Q1. 飲食店で働くには、どのくらいの日本語レベルが必要?
- ホール接客:JLPT N3レベル以上が望ましい
- キッチン調理:JLPT N4レベル以上が目安
ホールでの接客業務は、お客様からの複雑な注文や質問に対応する必要があるため、日常会話がスムーズにできるN3レベルが求められます。一方、キッチン業務は専門用語が中心となるため、基本的な日本語が理解できるN4レベルから活躍が可能です。
採用ポジションに応じて、必要な日本語レベルの基準を設けることが重要です。
Q2. JLPTのN3とN4では、日本語レベルはどれくらい違いますか?
レベル | 認定の目安 | 語彙数(目安) | 漢字数(目安) |
---|---|---|---|
N4 | 基本的な日本語を理解することができる | 約1,500語 | 約300字 |
N3 | 日常的な場面で使われる日本語をある程度理解できる | 約3,000-4,000語 | 約650字 |
N4は「読む」「聞く」といった基本的な理解が中心ですが、N3になると新聞の見出しや看板など、より幅広い場面での日本語を理解し、自然に近いスピードの会話も聞き取れるようになります。N4からN3へのステップアップは、語彙数が倍増し、より実践的なコミュニケーション能力が身につく大きな違いがあります。
Q3. ホール接客とキッチン調理で、求められる日本語レベルは変わりますか?
- ホール:お客様との対話能力が求められるため、N3以上が理想。
- キッチン:作業指示の理解が中心のため、N4レベルでも可能。
はい、明確に変わります。ホールスタッフはメニュー説明、アレルギー確認、クレーム対応など、お客様との双方向コミュニケーションが必須です。

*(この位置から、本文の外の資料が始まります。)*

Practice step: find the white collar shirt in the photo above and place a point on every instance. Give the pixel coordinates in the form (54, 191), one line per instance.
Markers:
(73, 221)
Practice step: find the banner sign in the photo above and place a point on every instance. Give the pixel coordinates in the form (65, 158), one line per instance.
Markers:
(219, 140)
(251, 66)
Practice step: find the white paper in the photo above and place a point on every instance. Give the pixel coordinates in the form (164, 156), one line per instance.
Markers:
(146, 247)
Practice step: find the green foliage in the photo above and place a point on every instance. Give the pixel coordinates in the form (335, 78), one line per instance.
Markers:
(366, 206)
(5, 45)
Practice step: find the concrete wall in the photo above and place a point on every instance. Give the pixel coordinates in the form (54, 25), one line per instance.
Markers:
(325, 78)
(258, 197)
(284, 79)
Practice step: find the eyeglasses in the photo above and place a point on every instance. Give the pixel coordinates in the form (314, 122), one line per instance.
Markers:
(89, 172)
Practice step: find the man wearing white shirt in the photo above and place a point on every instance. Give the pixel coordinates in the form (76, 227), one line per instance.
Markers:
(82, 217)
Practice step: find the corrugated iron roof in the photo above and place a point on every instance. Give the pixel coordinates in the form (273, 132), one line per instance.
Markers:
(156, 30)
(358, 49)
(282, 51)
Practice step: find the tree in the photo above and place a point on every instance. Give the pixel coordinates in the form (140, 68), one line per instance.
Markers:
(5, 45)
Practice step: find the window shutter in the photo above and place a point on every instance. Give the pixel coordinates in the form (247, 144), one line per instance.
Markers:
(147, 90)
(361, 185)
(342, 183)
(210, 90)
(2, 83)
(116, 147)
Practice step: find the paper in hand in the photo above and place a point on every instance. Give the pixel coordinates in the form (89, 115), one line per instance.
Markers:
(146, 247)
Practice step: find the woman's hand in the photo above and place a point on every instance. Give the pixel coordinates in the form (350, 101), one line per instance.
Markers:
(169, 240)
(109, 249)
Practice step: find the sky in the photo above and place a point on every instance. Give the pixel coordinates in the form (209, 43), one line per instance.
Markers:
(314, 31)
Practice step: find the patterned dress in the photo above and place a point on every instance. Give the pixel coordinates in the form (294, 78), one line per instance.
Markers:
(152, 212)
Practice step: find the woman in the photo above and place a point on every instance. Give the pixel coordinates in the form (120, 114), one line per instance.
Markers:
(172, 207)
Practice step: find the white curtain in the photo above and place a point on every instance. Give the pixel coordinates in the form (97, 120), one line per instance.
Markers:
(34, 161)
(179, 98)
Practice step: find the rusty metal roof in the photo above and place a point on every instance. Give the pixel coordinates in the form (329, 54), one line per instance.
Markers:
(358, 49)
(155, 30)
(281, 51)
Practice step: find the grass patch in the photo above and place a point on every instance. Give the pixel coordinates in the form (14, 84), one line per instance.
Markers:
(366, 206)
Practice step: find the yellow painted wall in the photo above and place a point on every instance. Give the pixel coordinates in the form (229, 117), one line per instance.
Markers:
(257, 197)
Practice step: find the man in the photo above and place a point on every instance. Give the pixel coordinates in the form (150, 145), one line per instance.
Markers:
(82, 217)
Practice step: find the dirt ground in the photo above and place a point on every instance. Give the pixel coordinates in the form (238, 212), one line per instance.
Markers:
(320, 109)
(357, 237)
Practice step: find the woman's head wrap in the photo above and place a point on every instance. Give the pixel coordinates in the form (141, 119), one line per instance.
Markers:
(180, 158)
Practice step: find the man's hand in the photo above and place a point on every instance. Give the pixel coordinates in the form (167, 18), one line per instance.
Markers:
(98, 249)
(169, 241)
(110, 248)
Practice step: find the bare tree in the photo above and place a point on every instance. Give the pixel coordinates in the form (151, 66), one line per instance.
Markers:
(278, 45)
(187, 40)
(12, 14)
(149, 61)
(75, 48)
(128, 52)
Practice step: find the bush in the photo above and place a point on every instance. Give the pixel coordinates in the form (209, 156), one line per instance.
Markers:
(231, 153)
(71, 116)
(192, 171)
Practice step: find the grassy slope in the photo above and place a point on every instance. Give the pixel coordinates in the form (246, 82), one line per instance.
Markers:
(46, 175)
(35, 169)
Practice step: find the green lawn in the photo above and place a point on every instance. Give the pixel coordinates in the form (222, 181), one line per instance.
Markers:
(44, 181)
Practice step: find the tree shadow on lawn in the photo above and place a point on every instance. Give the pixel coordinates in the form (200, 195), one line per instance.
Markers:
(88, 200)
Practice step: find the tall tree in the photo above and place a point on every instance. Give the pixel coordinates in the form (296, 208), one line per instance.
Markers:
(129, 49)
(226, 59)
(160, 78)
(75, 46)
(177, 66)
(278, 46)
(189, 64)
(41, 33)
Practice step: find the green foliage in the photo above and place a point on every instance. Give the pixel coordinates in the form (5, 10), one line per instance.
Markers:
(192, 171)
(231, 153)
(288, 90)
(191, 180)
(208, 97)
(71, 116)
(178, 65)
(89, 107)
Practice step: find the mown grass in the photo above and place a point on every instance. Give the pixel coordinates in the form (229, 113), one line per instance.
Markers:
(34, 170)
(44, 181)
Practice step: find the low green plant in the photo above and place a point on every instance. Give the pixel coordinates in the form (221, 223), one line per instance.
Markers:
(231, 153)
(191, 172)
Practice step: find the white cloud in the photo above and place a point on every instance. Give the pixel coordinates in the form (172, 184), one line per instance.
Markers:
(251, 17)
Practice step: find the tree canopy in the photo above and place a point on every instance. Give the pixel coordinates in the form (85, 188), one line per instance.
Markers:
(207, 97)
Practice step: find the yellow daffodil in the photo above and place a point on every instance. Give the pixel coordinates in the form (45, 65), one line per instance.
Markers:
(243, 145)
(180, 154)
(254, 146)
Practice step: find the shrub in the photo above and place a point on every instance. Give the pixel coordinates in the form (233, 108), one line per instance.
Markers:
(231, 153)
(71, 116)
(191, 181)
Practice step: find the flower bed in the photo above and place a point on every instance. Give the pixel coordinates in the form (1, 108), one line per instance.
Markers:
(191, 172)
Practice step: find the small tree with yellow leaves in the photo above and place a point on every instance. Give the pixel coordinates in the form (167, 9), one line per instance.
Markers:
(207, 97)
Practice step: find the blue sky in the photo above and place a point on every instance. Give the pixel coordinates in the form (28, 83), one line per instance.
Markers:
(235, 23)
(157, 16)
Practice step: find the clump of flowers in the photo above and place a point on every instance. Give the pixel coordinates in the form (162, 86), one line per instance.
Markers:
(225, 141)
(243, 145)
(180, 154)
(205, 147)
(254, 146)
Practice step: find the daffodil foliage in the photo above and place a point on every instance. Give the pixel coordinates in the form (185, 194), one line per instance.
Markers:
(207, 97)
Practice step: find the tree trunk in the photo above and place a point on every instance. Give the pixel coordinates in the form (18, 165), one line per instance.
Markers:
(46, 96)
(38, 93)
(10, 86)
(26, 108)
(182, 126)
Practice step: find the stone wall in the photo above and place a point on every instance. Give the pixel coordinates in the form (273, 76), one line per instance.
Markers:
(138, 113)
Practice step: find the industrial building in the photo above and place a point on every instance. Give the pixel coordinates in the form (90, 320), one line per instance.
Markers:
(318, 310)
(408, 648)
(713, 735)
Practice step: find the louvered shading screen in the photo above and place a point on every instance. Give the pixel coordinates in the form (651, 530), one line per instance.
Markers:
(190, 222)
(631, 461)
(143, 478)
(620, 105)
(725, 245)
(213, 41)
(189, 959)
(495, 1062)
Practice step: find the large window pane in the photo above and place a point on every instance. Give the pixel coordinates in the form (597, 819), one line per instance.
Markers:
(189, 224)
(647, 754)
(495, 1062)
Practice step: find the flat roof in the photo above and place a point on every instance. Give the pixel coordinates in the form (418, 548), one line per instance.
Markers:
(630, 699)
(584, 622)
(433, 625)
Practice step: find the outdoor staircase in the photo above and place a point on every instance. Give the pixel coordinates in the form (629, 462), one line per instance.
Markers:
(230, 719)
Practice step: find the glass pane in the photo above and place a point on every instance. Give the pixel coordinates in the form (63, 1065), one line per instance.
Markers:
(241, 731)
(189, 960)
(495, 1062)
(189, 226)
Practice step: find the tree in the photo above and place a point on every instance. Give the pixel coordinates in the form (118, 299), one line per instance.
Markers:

一方、キッチンスタッフは「もっと火を弱めて」「野菜をカットして」といった定型的な指示や安全衛生に関する用語の理解が中心となります。
業務内容を具体的に分析し、それぞれに必要な語学レベルを設定することが、採用のミスマッチを防ぎます。
Q4. 「特定技能」の在留資格に必要な日本語レベルは?
在留資格「特定技能」を取得するには、原則として以下のいずれかの試験に合格する必要があります。
- 国際交流基金日本語基礎テスト(JFT-Basic)
- 日本語能力試験(JLPT)のN4以上
これらの試験は「ある程度日常会話ができ、生活に支障がない程度の能力」を測るもので、特定技能外国人として日本で働き、生活するための最低限の基準とされています。ただし、介護分野のみ、これらに加えて「介護日本語評価試験」の合格も必要です。(2024年10月 厚生労働省)
Q5. JLPTとJFT-Basicの違いは何ですか?
どちらも特定技能の日本語要件として認められていますが、試験の形式と目的に違いがあります。
項目 | JLPT (N4) | JFT-Basic |
---|---|---|
目的 | 総合的な日本語能力の測定 | 日本での就労・生活場面でのコミュニケーション能力測定 |
試験形式 | マークシート方式 | コンピュータ・ベースド・テスティング(CBT) |
開催頻度 | 年2回(7月、12月) | 年6回程度(国による) |
結果発表 | 約2ヶ月後 | 試験終了後すぐ |
JFT-Basicは開催頻度が高く、すぐに結果がわかるため、急いで資格を取得したい外国人にとってはメリットが大きい試験です。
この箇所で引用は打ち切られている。